This was a biggie, 603 pages of unlarge type and unwide margins. (In comparison, Charlotte's Web, also on the NYT list, was a lean 184 pages, big type, big margins, and illustrations.) And yet, it grabbed me from page one, interesting and (mostly) sympathetic characters, doing interesting things, having interesting (often unfortunate) things done to them. Alas, it's mostly kind of a downer, but (hey) you know what happened to Charlotte, right?

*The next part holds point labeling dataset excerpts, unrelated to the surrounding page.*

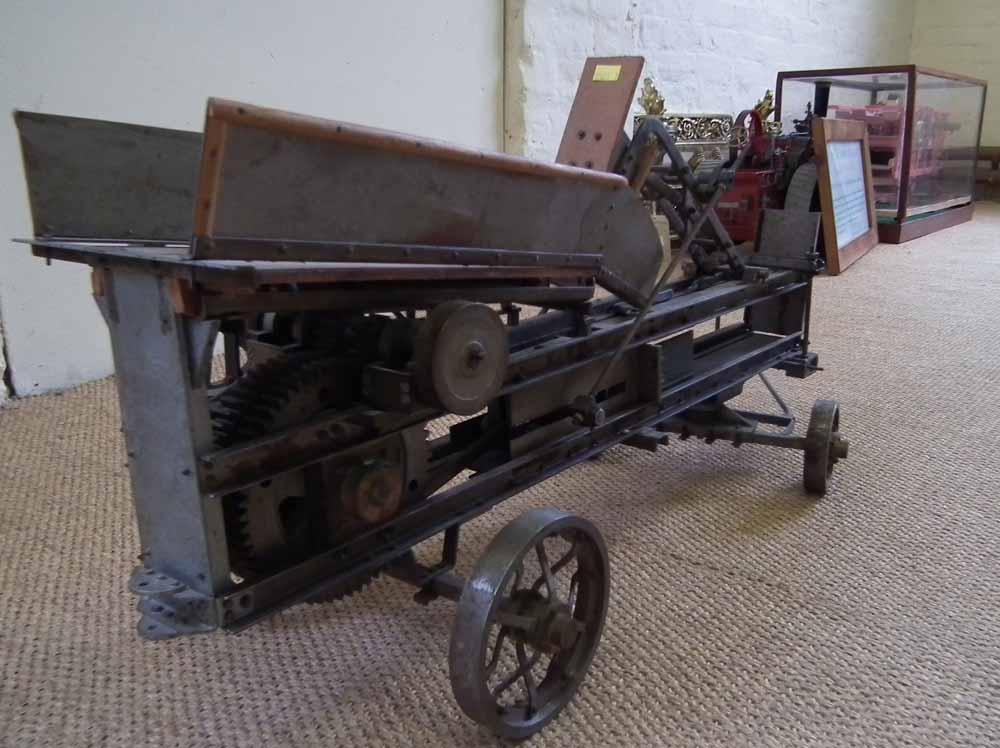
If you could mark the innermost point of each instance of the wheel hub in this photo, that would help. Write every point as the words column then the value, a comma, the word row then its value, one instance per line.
column 549, row 625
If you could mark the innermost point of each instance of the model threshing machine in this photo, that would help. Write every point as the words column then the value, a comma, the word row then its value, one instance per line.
column 364, row 284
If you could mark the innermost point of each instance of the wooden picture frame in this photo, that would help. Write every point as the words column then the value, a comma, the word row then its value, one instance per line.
column 840, row 191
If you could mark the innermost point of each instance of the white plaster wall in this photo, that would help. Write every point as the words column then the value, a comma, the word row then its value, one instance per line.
column 704, row 55
column 962, row 36
column 429, row 68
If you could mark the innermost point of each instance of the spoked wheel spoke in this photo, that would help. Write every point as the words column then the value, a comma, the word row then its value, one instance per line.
column 553, row 636
column 523, row 670
column 546, row 579
column 491, row 666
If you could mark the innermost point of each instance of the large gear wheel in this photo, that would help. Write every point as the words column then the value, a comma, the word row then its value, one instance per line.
column 275, row 523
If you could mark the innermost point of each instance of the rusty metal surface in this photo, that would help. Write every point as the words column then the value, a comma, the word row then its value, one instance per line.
column 593, row 137
column 270, row 249
column 173, row 262
column 92, row 178
column 275, row 175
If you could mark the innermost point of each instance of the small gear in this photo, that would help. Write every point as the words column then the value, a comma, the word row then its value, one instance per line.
column 272, row 520
column 274, row 523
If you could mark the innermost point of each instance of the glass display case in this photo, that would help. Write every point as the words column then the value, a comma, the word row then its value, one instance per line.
column 923, row 132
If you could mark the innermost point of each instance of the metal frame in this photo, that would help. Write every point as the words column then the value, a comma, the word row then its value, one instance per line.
column 562, row 387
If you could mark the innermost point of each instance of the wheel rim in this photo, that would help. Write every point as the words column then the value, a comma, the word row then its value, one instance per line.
column 523, row 638
column 824, row 422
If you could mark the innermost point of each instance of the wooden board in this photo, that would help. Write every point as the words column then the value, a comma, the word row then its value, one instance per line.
column 594, row 135
column 270, row 174
column 847, row 201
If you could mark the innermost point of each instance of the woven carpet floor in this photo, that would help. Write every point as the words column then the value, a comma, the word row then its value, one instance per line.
column 742, row 613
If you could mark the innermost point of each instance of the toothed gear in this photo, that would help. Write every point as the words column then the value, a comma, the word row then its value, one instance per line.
column 272, row 518
column 273, row 521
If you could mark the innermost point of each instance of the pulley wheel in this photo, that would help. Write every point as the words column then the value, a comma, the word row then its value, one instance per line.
column 824, row 446
column 461, row 357
column 529, row 621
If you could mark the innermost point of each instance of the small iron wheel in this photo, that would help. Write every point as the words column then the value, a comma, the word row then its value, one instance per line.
column 528, row 622
column 460, row 357
column 824, row 446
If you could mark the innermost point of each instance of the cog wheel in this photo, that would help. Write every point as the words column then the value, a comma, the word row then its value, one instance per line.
column 275, row 522
column 272, row 520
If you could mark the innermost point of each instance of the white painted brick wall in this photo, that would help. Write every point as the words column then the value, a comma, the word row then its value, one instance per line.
column 962, row 36
column 705, row 55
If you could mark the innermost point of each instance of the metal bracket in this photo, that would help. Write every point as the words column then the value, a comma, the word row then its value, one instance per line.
column 432, row 581
column 170, row 608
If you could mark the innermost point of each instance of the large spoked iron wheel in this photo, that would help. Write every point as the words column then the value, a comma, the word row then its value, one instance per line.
column 824, row 446
column 529, row 621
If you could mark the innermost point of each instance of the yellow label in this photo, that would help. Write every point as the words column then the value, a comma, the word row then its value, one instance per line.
column 607, row 72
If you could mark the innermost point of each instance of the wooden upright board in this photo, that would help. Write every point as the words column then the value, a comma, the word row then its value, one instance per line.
column 847, row 200
column 270, row 174
column 594, row 135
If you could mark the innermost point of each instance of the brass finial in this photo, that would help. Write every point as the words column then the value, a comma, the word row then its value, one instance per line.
column 650, row 100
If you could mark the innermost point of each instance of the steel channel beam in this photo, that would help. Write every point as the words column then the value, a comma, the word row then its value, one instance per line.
column 478, row 494
column 224, row 247
column 675, row 315
column 391, row 298
column 237, row 467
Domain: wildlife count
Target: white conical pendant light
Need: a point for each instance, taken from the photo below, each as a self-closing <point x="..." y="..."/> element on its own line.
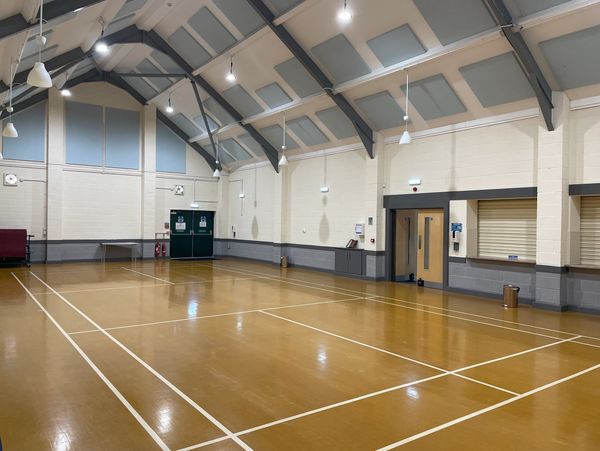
<point x="406" y="138"/>
<point x="9" y="130"/>
<point x="39" y="76"/>
<point x="283" y="160"/>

The four main characters are (1) Dina, a headstrong and independent woman who strives to make a life for herself after her husband dies, without submitting herself to her domineering brother; (2) Ishvar, an untouchable whose entire family is murdered by a mob stirred up by a local thug; except for (3) his hotheaded nephew Omprakash; and (4) Maneck, who's sent by his parents to the big city to get his college degree in refrigeration and air conditioning. There are a bunch of other colorful and mostly miserable supporting characters.

It's mostly set in 1975, the year Prime Minister Indira Gandhi concocted her "State of Emergency"; the "emergency" being that she was about to lose her office and probably go to jail. The resulting crackdown affects the whole country, and trickles down to our characters in various ways. But it's not just despotism that's the problem throughout the book. There's also death, dismemberment, disability, corruption, forced sterilization, grinding poverty, hunger, unsanitary conditions, …

But the WSJ blurbed review on the front cover says that it's "full of wisdom and laughter". And there is humor, albeit mostly sarcastic and often very, very dark. (You see that child on the pole on the book cover? You might laugh, or you could be shocked, when that scene comes up in the book. Might have something to do with the book's title, or a metaphor, or symbolism, or something.)

All in all, I couldn't help but wonder if the take-home point was "Hey, maybe the Brits should have stayed in charge here for a few more decades." Things might not have been better, but it's hard to see how they could have been worse.